Mrs. Farquharson’s musings about books for children and young adults

Jean-Henri Fabre

October26

We have all of us, men and animals, some special gift. One child takes to music…another is quick with figures. It is the same way with insects. One kind of bee can cut leaves, another build clay houses…In human beings, we call the special gift genius. In an insect, we call it instinct. Instinct is the animal’s genius.                                                –Jean-Henri Fabre

Matthew Clark Smith introduces us to Jean-Henri Fabri (1823-1915), in Small Wonders: Jean-Henri Fabre & His World of Insects (Two Lions), illustrated by Giuliano Ferri. When he was growing up in the 1800s, Henri, lived in the country surrounded by nature, and he roamed the countryside around his home and observed his natural world. As he grew older, Henri always exclaimed over the small wonders around him, especially the marvels of insects.

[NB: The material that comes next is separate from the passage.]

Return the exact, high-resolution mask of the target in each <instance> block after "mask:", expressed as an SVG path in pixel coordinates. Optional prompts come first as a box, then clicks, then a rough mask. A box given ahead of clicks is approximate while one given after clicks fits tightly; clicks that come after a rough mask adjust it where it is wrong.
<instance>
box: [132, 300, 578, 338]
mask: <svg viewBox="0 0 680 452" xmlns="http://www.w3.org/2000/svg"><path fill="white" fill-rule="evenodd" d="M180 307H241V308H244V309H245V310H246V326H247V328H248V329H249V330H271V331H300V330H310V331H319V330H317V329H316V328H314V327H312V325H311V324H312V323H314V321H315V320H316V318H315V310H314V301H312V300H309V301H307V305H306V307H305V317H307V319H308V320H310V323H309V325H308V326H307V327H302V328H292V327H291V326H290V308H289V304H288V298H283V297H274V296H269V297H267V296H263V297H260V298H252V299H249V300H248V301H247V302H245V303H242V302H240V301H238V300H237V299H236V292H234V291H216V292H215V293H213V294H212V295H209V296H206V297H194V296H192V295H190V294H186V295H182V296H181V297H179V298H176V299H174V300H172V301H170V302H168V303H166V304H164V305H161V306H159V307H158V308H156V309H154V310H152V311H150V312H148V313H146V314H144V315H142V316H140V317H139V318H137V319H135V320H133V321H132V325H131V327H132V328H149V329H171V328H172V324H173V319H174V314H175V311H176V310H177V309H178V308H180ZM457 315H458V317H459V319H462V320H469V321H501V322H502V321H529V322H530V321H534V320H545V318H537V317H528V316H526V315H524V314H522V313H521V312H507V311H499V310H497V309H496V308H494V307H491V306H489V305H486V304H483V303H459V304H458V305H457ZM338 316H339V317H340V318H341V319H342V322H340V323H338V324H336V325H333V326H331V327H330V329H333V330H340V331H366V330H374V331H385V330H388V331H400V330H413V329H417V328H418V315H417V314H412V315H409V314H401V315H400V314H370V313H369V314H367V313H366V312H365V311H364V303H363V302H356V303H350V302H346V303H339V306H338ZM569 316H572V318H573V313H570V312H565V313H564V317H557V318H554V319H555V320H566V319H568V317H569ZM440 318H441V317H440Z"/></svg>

Fabri studied insects differently from the scientists of his time. Instead of examining dead, preserved insects, he observed them alive in their natural habitats. One of his first significant discoveries was about a wasp called Cereris. He read that a mother wasp laid her eggs and left a large dead beetle for her children to eat when they hatched. It made no sense to him that the beetle stayed fresh in the burrow during the gestation period for the eggs to hatch. By digging up wasps’ burrows, gathering beetles, and observing the wasps in the field, he discovered that the wasps did not kill the beetles. Instead, the venomous sting permanently paralyzed the beetle so that the meat would be fresh for their newly hatched babies. Fabri began publishing his findings, and he continued to study other species. Because of his body of work, Henri was widely acclaimed in France. He not only published scientific articles and books, but he also wrote collections of poetry. He was even nominated for the Nobel Prize in Literature in 1912.

Charles Darwin called Jean-Henri Casimir Fabre “that inimitable observer.” While Darwin was aware of Fabre’s work and scientific contributions, he is little known in the United States. Fabre’s childhood home in France is a museum that is joined by an education center and an insect-themed park. Small Wonders will introduce children to this extraordinary man.